Hannibal Trammel holds Detective House in her basement for ten days in her basement and tortures him, breaking him physically and mentally, and much has been written about these scenes, but if you’re a horror fan, you’ve seen much worse violence done to a human being, and especially in the recent horror thrillers Hostel 1 and 2. Of course, the torture can’t be too bad, because that would prevent Detective House and Hannibal Trammel from trading pithy remarks at each other. It would have been so much more effective if Cain had only talked about Detective House’s torture and not actually written it, a reader’s imagination would fill in the blanks and most likely paint a better picture of it themselves.

I’m not even a horror fan, and I found the torture scenes boring and toothless.

Cut to two years later..

Detective House is a pill popper, he’s left the police, and he’s dealing with the pain in his body and his memories of those days with Hannibal Trammel, and Trammel is in prison for life. It seems that she brought Detective House to the brink of death and then revived him, calling an ambulance, she is arrested and Detective House is rescued, but ruined for life. And wouldn’t you know it, the police want their brilliant detective back to catch a serial killer who is abducting, raping, and killing teenage girls. Our killer on the loose just needs love. Seriously, that’s his motivation.

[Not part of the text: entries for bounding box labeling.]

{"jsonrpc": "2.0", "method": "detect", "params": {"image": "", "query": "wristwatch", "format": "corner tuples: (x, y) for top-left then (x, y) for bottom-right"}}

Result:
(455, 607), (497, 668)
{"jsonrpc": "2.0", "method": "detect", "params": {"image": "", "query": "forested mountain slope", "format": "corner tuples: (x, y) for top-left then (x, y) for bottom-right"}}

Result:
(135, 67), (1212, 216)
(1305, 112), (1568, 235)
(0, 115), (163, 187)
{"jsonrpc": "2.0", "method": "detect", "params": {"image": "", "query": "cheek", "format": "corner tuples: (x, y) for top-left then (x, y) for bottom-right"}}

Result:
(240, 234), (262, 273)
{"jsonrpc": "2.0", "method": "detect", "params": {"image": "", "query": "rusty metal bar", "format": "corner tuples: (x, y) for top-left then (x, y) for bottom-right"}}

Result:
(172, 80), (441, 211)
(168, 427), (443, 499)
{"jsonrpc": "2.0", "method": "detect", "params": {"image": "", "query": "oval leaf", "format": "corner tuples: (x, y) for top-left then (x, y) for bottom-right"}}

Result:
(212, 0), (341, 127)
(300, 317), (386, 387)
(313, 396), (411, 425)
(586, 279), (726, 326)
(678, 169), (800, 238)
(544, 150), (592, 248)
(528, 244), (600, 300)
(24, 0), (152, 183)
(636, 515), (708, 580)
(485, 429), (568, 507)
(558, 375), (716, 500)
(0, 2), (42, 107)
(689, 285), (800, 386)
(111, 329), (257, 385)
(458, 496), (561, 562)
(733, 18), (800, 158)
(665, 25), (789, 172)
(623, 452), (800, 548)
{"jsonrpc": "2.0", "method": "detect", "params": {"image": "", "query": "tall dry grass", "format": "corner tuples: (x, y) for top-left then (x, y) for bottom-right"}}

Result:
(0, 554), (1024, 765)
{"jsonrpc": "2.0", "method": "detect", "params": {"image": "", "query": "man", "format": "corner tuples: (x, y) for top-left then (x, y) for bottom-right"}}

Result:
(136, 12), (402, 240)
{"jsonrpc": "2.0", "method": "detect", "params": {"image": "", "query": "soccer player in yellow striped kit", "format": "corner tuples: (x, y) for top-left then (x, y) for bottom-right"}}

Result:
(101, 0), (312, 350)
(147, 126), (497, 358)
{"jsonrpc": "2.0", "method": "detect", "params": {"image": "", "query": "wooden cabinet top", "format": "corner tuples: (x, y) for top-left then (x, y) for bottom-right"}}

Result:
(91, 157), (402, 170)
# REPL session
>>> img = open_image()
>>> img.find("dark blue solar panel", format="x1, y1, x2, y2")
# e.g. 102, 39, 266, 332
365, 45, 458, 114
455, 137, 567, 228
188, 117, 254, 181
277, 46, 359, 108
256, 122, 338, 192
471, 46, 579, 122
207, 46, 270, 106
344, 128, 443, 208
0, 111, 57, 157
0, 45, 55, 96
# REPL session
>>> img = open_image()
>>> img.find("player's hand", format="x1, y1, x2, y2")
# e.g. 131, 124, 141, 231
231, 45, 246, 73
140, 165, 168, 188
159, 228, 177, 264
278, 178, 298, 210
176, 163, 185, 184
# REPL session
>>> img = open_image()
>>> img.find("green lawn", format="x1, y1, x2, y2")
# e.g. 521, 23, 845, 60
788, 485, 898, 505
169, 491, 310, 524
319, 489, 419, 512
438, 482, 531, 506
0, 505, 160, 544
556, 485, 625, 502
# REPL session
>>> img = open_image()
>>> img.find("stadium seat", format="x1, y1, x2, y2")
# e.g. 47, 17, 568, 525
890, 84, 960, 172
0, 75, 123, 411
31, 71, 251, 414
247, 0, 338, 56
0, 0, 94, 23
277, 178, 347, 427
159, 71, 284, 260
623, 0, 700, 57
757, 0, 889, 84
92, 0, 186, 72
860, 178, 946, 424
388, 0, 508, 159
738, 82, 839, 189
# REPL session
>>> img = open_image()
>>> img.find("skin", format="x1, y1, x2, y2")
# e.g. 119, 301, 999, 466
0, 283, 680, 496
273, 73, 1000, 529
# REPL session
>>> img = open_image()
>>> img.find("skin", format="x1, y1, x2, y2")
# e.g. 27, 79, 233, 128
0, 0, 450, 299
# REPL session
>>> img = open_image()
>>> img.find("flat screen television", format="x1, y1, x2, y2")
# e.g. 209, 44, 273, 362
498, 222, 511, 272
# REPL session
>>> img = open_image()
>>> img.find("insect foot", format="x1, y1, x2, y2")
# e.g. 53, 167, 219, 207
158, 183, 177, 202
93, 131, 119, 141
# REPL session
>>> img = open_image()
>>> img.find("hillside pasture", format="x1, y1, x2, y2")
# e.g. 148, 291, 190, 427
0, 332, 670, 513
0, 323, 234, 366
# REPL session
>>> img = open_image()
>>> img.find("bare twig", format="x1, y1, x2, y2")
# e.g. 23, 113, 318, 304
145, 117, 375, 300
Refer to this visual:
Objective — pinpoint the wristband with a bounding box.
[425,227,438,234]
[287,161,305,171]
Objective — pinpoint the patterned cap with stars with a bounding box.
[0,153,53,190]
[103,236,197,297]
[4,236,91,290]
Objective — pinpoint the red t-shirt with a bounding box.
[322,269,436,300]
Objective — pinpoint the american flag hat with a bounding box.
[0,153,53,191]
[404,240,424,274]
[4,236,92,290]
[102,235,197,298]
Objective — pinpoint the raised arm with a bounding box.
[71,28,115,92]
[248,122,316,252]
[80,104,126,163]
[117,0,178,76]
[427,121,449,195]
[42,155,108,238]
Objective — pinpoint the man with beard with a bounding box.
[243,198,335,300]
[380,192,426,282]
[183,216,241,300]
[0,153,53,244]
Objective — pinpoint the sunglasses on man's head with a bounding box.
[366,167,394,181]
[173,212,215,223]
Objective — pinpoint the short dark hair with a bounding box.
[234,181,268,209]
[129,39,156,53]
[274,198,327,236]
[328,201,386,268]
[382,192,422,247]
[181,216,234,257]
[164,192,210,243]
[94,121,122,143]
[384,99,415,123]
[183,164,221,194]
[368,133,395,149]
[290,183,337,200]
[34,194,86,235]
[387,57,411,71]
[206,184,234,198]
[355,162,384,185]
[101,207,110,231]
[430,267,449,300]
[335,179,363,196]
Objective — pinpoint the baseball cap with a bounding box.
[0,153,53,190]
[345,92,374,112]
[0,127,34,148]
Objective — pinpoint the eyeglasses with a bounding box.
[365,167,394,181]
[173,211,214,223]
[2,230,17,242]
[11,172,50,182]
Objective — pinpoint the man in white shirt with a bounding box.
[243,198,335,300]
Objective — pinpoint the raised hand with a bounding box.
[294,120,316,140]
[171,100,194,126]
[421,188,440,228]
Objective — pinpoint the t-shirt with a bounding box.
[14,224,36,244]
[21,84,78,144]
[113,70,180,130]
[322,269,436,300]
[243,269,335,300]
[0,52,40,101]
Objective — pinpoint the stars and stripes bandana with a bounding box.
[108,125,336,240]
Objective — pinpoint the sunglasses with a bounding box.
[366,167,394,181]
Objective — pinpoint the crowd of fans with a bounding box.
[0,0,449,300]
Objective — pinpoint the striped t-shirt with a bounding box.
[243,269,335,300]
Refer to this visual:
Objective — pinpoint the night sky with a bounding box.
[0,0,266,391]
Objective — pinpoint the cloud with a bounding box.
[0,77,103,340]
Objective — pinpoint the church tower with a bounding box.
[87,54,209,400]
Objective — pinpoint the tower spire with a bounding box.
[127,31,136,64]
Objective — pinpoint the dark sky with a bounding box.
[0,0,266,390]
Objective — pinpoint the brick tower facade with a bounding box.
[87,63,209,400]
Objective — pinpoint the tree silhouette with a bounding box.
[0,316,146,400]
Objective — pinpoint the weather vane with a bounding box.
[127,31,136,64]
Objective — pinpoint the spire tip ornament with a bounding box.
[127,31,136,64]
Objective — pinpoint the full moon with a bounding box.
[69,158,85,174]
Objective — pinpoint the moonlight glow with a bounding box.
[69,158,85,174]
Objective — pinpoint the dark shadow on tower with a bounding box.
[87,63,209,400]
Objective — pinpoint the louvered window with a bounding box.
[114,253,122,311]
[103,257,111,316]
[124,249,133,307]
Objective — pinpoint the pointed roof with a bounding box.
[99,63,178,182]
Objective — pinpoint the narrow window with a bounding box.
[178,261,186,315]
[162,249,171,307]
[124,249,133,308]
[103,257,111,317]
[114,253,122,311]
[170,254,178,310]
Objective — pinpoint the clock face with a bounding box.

During the investigation, a reporter tags along, sent by her paper to profile Detective House. Her hair is dyed pink and she smokes pot and has trust and daddy issues. These things come up quite a bit about her, and I groaned whenever she came into a scene.

Plot holes and coincidence run rampant through the whole thing. For example, did you know you could go to a maximum security prison, and grope and make out with a convicted serial killer? At three in the morning!  Or that a job-less killer has enough medical supplies to keep somebody alive during and after a splenectomy? Or that the fact that she can’t get a morphine drip for her captive, but can get major antibiotics?

It fails as a mystery, as logically their can only be one suspect, and you’ll peg it as soon as they’re revealed as a character. Of course, the killer is connected to Detective House, Hannibal Trammell and Pink Haired Reporter. Sure, there’s a red herring, but any idiot could see through the fake-out.

Built on whoppers of coincidences, boring violence, and stock characters, Heartsick tumbles over like a house of cards during an earth-quake. Sadly, I’m not the least bit surprised that it’s a hit. Towards the end of the first act, Hannibal Trammel whispers to Archie “Whatever you think this is going to be like…it’s going to be much worse”

Heed that advice and avoid this book.

                                                1 OUT OF 10

*Just one of the many plot holes. Towards the middle of the book, Trammel reveals she was never a psychologist and just read some books. Are the Portland police dumb enough not to check the backgrounds of people they let work with them?